Mittlerweile darf ich behaupten, dass meine Darstellung der Pandemie als Booster aus dem Frühjahr ja allgemein anerkannt ist. Für unser Haus kann ich sagen, dass unsere digitale Entwicklung absolut überproportional ist und teilweise den Printrückgang überkompensiert. Sprich, wir haben die Zuwachsrate des E-Papers unserer verkauften Titel vom November 2019 von 17 Prozent („Ostfriesische Nachrichten“), 17,5 Prozent („General-Anzeiger“) und 24 Prozent („Ostfriesen-Zeitung“) auf 40 Prozent („ON“), 40 Prozent („GA“) und 33 Prozent („OZ“) im November 2020 steigern können. Die IVW V/2020 wird hier teilweise eine Auflagensteigerung von 2 Prozent der verkauften Auflage ausweisen. Im November 2019  hatten wir 470 Abonnenten unserer Mobil-App, im November 2020 sind es 2.428 – eine zarte Steigerung von 517 Prozent binnen zwölf Monaten. Das halte ich durchaus für gelungen. Dies hängt nun nicht ausschließlich an Corona, aber die Conversions, die wir sehr dezidiert online verfolgen, sprechen eine deutliche Sprache. Unterrepräsentiert ist hier leider aktuell noch der sportliche Bereich. Wir haben das Thema E-Sport versucht. Dies ist aber komplex und nutzerseitig nicht wirklich angenommen worden … aber wir arbeiten daran.

 

Es werde keinen Auftragsstopp für Freie geben, versprachen Sie im März. „Wenn man Markt machen will, dann jetzt – und zwar mit allen“. Gilt das auch jetzt noch?

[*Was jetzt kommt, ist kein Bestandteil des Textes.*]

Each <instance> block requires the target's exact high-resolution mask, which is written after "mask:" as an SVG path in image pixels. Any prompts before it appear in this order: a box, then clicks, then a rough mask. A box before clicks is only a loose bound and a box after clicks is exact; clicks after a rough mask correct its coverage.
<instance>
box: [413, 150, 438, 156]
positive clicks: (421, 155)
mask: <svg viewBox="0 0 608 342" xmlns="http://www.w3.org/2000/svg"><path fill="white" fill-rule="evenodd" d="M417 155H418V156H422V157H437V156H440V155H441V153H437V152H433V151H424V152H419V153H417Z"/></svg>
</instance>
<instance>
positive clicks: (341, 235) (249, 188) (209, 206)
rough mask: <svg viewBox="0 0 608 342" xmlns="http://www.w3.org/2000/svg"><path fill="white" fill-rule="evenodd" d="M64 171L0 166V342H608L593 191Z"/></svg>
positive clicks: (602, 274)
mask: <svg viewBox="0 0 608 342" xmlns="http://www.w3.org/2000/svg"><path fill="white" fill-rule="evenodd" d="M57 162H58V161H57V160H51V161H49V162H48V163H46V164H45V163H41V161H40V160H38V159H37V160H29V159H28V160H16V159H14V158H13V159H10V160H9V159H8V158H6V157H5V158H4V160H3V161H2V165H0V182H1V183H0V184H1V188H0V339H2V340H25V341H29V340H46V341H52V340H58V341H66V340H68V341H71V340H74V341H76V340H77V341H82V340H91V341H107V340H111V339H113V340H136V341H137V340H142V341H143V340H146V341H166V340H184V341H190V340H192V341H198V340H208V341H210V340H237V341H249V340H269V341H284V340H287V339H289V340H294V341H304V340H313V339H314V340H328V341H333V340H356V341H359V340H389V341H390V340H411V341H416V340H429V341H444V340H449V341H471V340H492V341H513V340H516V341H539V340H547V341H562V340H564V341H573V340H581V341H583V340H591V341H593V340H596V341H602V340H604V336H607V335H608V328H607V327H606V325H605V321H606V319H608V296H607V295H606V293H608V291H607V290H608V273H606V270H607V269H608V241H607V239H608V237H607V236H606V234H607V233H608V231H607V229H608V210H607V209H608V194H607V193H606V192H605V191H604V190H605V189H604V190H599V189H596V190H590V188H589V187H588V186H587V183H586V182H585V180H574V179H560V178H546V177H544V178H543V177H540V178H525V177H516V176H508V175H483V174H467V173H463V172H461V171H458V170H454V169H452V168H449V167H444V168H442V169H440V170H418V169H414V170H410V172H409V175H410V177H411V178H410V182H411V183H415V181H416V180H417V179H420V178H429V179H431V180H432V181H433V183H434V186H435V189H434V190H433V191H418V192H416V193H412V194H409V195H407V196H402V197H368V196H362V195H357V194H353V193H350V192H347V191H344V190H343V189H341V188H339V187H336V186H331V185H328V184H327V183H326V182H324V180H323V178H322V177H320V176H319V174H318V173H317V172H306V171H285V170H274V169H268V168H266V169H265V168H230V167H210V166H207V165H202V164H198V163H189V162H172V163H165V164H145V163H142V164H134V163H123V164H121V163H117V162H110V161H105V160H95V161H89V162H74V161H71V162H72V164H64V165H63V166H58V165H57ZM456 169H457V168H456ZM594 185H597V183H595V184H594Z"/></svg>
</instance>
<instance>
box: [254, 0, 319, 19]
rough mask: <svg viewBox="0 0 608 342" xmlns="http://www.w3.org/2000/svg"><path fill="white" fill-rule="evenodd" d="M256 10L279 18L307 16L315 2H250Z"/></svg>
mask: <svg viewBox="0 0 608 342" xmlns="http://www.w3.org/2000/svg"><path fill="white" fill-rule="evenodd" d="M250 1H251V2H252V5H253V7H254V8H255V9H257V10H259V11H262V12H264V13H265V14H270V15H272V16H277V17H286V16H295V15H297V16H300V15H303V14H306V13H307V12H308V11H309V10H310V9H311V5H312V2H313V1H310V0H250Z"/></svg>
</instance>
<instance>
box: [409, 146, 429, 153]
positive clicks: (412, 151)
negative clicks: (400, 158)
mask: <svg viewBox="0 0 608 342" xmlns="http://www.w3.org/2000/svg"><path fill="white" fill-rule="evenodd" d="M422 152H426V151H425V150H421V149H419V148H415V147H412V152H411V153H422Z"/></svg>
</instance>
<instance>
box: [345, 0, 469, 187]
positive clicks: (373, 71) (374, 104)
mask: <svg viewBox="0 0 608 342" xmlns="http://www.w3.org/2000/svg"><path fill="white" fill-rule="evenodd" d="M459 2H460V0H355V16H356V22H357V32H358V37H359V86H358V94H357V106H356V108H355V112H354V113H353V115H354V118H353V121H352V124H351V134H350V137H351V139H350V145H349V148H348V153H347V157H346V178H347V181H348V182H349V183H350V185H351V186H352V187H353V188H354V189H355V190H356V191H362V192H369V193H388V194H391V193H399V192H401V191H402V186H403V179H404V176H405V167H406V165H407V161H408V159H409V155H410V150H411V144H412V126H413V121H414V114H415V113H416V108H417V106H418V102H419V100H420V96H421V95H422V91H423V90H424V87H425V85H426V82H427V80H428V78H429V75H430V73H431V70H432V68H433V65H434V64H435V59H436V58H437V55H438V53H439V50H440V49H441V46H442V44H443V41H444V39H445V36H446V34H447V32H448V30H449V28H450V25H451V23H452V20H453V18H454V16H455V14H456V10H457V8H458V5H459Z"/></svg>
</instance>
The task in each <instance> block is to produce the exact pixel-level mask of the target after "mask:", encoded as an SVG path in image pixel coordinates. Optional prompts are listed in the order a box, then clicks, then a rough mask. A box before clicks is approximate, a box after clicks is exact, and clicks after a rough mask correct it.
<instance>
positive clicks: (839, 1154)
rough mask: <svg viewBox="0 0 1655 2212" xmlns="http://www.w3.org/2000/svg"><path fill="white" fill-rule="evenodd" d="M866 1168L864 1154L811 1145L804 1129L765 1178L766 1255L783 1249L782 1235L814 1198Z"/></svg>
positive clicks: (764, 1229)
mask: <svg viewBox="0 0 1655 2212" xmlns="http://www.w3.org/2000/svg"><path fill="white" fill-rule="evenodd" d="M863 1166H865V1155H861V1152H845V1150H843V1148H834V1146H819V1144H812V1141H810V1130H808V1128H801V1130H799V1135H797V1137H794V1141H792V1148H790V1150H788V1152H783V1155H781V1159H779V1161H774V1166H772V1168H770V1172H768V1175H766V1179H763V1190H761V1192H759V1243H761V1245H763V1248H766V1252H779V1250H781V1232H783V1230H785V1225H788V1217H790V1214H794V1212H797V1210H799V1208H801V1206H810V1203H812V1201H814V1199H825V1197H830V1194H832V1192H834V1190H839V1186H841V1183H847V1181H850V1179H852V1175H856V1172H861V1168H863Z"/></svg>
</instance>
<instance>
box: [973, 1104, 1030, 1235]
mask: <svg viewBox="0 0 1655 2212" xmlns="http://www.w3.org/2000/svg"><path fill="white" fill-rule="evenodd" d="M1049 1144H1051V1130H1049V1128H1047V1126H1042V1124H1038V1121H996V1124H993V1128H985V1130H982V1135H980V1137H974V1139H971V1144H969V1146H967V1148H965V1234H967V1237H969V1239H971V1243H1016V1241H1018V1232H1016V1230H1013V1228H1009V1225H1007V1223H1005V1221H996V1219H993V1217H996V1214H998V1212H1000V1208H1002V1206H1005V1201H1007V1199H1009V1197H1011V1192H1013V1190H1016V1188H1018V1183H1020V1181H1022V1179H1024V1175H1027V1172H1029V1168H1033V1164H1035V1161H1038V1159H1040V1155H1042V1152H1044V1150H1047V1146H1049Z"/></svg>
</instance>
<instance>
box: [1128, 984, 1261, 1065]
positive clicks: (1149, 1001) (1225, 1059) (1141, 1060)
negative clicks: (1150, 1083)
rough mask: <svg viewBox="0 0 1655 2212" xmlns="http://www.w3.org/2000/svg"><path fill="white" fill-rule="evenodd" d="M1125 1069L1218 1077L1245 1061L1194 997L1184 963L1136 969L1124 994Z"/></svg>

Genauso wie im März. Wir haben nach wie vor das Streben, für unsere Leser da zu sein und entsprechend über alle relevanten Belange zu berichten. Ob über Freie oder nicht, das ist irrelevant. Relevant ist, ob der Leser den Stoff goutiert, nicht, wer ihn produziert.

 

Hintergrund: Robert Dunkmann ist Verleger der Zeitungsgruppe Ostfriesland (Chefredakteur: Joachim Braun) und Vorsitzender des Verbandes der Lokalpresse e. V. Im eigenen Verlag hat er 2020 auch die neue Stelle „Leiter Forschung und Entwicklung“ geschaffen und sie am 1. Oktober mit Lars Reckermann, zuvor Chefredakteur u. a. der „Nordwest-Zeitung“, besetzt.